Les divers problèmes auxquels sont confrontés les océans auront une influence néfaste sur la biodiversité : blanchiment et disparition des coraux, modification du zooplancton donc gélification des océans, extinction d’un grand nombre d’espèces marines (>50%), ce qui ne sera pas sans avoir aussi des répercussions socio-économiques importantes (santé, pauvreté, famine, conflits…).
La ceinture intertropicale et les récifs coralliens sont très riches en biodiversité. Le Brésil héberge 1/5 de la biodiversité mondiale, l’Inde 8%... La France est un des pays les plus riches en biodiversité grâce aux territoires d’Outre-mer.
34 « points chauds » (« haut lieu » où la biodiversité est particulièrement riche) ont été identifiés et délimités, ils sont considérés comme prioritaires en matière de conservation et de préservation de la biodiversité mais ils ne couvrent que 1,44% de toute la surface terrestre (16% terres émergées) et hébergent 70% de espèces de plantes vasculaires, 42% des vertébrés connus et 75% de toutes les espèces considérées comme menacées par UICN (Union Internationale pour la Conservation de la Nature).
Localisation des 34 points chauds de la biodiversité ©IUCN-Commissariat général au développement durable.
Les milieux naturels fournissent de nombreuses matières premières :
La diversité biologique et la richesse des écosystèmes favorisent de nombreux processus vitaux pour l’homme et sont le gage du bon fonctionnement de notre planète (pollinisation, qualité de l’air, régulation du climat…). La biodiversité a une valeur économique importante : elle fournit en biens et en services près de deux fois le PIB mondial. A cela s’ajoute une valeur culturelle (tourisme, loisirs, histoire) et une valeur éthique (respect de la vie, bio-empathie).
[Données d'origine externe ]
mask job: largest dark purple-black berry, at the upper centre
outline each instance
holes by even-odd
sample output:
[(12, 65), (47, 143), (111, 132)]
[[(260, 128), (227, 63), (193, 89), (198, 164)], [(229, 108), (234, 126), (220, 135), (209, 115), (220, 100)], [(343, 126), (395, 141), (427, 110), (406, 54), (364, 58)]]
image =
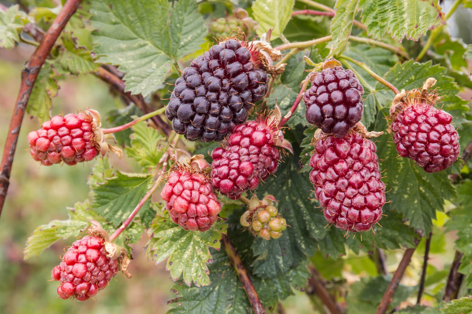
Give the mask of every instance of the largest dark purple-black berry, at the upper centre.
[(178, 134), (191, 141), (221, 141), (244, 123), (248, 110), (267, 92), (259, 53), (247, 42), (230, 39), (211, 47), (177, 79), (166, 116)]

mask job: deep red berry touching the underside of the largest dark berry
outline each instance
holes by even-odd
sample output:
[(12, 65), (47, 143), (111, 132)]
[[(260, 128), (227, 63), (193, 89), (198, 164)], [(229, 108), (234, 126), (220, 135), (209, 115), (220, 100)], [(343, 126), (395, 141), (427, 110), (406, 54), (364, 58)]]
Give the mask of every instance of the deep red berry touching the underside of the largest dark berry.
[(228, 145), (211, 152), (211, 184), (234, 200), (255, 189), (259, 180), (277, 171), (282, 141), (277, 123), (261, 119), (237, 125)]

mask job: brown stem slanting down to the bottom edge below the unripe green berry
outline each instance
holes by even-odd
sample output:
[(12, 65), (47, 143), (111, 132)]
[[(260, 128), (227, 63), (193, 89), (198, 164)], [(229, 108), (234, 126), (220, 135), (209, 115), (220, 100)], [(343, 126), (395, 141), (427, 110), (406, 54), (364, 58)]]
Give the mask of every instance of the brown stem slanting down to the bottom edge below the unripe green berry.
[(244, 291), (246, 291), (247, 298), (253, 307), (254, 313), (265, 314), (266, 312), (262, 306), (259, 296), (257, 295), (253, 282), (251, 281), (251, 278), (249, 278), (243, 261), (239, 257), (239, 254), (237, 253), (236, 248), (229, 239), (228, 235), (223, 234), (221, 237), (221, 242), (223, 243), (225, 251), (228, 254), (229, 260), (231, 261), (231, 264), (233, 265), (239, 280), (243, 284)]

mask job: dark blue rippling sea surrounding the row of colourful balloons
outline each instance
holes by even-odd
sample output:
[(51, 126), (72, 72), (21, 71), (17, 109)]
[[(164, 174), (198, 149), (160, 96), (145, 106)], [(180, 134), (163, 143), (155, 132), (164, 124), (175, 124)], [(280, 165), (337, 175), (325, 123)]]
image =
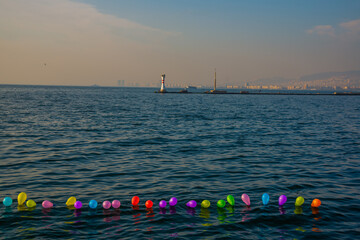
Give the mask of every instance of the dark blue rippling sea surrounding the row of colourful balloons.
[(360, 96), (156, 90), (1, 85), (0, 238), (359, 238)]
L’UICN constitue l’inventaire mondial le plus complet de l’état de conservation globale des espèces sous la forme d’une base de données de 87 967 espèces (en février 2017) et attribue aux espèces un statut de conservation à partir duquel elle édite une liste rouge des espèces animales et végétales menacées. En France, 1 143 espèces sont menacées dont 209 sont en danger critique.
La biodiversité est un bien public mondial, sa gestion ne peut pas relever que de la seule souveraineté des Etats, il faut une action globale efficace. Un certain nombre de Conventions ont été adoptées dans ce sens (Conventions de Rome et de Berne, Convention sur la diversité biologique…).
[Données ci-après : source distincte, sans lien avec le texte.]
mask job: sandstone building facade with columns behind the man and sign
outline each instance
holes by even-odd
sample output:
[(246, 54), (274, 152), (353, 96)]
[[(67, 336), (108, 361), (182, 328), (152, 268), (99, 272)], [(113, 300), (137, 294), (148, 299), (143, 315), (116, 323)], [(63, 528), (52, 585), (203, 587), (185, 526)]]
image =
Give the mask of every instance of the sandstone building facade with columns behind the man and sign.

De parcs régionaux et nationaux ainsi que des réserves terrestres et marines ont été créées mais ne représentent que 14,8% des terres et 5,1% des océans. Ce qui est insuffisant aux vues de la situation.
Oui, mais cela implique un changement drastique de nos modes de vie !
Si nous ne faisons rien notre espèce ira à sa propre perte comme l’explique le rapport Planète vivante de 2016 : « Si l’on suit la trajectoire actuelle, l’avenir de nombreux organismes vivants demeurera incertaine dans l’Anthropocène : plusieurs indices nous incitent à tirer la sonnette d’alarme…Si les plantes et les animaux sauvages sont concernés, le nombre d’êtres humains victimes de la détérioration de l’environnement va également croissant… Aujourd’hui, l’humanité se trouve face à un défi clair : changer de cap pour nous ramener dans les limites environnementales de notre planète et maintenir, voire restaurer, la résilience des écosystèmes. ».